History
Pediatrics gained recognition as a distinct medical discipline in the United States in the mid-19th century as an appreciation of the burden of infant mortality and awareness of the unique vulnerability of children to certain diseases increased. Before that, the medical concerns of children were viewed as the domain of internal medicine or obstetrics/gynecology, and there was little consideration given to the unique development and physiology of children. The first hospital dedicated to the treatment of children was the Children’s Hospital of Philadelphia, founded in 1855. Abraham Jacobi, a German immigrant who is considered by many to be the father of American pediatrics, established the children’s clinic at New York Medical College in 1860. In 1876, an emerging leader in pediatric medicine, Job Lewis Smith, was appointed Clinical Professor of the Diseases of Children at Bellevue Hospital in New York City. Lewis authored a textbook, Treatise on the Diseases of Infancy and Children , which was adopted by virtually all medical schools until the late 1890s.
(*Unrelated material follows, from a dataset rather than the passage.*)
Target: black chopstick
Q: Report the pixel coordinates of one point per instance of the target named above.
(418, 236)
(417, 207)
The decline in infant mortality rates seen in the 20th century is one of the great public health success stories of modern times. In 1900, mortality rates in the first year of life approached 30% in some U.S. cities. By the end of the 20th century, infant mortality rates had declined by 99%, with fewer than 0.1 death per 1000 live births. In the early part of the 20th century, improvements in infant mortality were largely due to public health measures, including milk hygiene, clean water, and improved sanitation. In 1912, the Children’s Bureau was formed within the Department of Labor and played an important role in improving maternal and infant welfare in the first half of the century. The discovery and widespread use of antibiotics, fluid and electrolyte replacement therapy, and safe blood transfusions were also critically important factors in improving infant mortality rates by midcentury.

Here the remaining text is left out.